Friday, November 9, 2007

PowerShell syntax highlighting with HTML

When I decided to start this blog, I thought it would be nice to be able to display PowerShell code examples with nice formatting and syntax highlighting. I tried a few freely available tools out there that advertised PowerShell syntax support, but they all seemed to fall short in a category or two. None of them correctly handled multiple line strings or here-strings, and none of them correctly highlighted PowerShell variables enclosed in curly braces e.g. "${this is a variable}".

I thought it would be fun to try to write my own syntax highlighting tool with PowerShell.
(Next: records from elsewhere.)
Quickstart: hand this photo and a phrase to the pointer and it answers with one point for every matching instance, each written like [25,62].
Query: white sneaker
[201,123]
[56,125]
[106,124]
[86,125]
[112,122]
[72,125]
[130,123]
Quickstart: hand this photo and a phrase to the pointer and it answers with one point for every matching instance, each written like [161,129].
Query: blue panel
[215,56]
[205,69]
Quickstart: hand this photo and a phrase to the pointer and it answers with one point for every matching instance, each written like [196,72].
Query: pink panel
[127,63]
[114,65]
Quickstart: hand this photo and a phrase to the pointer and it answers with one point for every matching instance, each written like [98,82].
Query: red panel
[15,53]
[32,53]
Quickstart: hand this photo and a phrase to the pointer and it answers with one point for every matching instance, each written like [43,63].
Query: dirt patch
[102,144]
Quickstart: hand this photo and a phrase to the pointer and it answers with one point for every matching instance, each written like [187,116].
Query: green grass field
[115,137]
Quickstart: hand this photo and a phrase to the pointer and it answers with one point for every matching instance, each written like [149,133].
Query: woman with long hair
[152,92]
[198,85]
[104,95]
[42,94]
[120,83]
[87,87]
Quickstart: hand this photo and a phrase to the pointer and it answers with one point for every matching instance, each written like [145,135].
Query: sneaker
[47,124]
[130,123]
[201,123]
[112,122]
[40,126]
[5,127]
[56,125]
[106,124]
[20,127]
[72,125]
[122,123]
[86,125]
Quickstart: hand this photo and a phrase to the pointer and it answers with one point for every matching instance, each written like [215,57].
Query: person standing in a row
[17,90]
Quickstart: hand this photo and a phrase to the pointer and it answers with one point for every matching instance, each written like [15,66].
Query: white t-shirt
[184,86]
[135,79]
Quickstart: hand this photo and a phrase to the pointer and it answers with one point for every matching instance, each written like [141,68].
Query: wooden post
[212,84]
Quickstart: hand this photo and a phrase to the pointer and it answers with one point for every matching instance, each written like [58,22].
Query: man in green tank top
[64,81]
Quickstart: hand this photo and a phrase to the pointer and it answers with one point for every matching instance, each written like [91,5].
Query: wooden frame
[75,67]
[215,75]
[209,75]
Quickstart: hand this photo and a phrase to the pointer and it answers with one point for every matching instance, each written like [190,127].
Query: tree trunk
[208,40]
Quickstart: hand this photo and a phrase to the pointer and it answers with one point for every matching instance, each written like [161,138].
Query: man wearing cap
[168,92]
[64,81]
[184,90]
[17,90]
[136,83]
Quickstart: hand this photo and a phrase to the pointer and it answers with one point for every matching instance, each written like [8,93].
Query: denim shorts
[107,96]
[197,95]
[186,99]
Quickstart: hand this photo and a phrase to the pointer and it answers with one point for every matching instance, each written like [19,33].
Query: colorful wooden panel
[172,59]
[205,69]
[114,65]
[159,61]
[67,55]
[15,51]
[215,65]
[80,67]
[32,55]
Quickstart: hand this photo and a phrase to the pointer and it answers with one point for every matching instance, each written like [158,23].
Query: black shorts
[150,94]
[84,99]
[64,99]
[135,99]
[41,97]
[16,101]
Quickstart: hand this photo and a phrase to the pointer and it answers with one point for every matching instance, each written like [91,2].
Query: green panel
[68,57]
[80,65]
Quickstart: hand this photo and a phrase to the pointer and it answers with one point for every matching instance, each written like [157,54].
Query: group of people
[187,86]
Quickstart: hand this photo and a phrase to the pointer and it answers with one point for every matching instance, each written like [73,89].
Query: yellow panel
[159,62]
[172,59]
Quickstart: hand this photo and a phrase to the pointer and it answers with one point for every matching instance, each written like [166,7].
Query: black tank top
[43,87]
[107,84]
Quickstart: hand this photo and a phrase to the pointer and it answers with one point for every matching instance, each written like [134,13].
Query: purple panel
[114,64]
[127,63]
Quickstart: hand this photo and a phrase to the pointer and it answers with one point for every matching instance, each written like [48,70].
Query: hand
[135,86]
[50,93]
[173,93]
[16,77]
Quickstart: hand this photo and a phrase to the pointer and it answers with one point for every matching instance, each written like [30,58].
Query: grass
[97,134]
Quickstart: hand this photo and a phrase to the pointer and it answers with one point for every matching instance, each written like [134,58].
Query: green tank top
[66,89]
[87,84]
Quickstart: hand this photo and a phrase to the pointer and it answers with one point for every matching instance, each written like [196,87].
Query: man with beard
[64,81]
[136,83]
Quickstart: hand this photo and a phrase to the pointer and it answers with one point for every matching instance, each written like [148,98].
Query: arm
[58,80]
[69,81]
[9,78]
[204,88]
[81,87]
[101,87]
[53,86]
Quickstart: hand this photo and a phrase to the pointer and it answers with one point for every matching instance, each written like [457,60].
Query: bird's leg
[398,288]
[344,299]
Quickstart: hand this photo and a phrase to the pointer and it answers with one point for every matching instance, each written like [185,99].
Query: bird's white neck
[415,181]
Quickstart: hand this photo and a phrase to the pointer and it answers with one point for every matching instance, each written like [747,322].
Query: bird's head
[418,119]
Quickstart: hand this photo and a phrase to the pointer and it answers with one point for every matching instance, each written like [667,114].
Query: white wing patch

It was a little more difficult than I originally thought it would be, but it really was fun.

The script takes a string parameter that can be a code snippet or a path to a PowerShell script file. A switch parameter can be provided if line numbers are wanted in the output. The script highlights strings, comments, operators, numbers, keywords (including things kind of like keywords), types (specifically the shortcut types available in PowerShell, like [string] and [regex]), variables, and Cmdlet names. The colors used to highlight each of these items, along with the background color, default foreground color, and line number color can be customized by changing the values of the variables declared at the top of the script.

Here is the script (highlighted with itself):

# Highlight-Syntax.ps1
# version 1.0
# by Jeff Hillman
#
# this script uses regular expressions to highlight PowerShell
# syntax with HTML.

param[string] $code, [switch] $LineNumbers )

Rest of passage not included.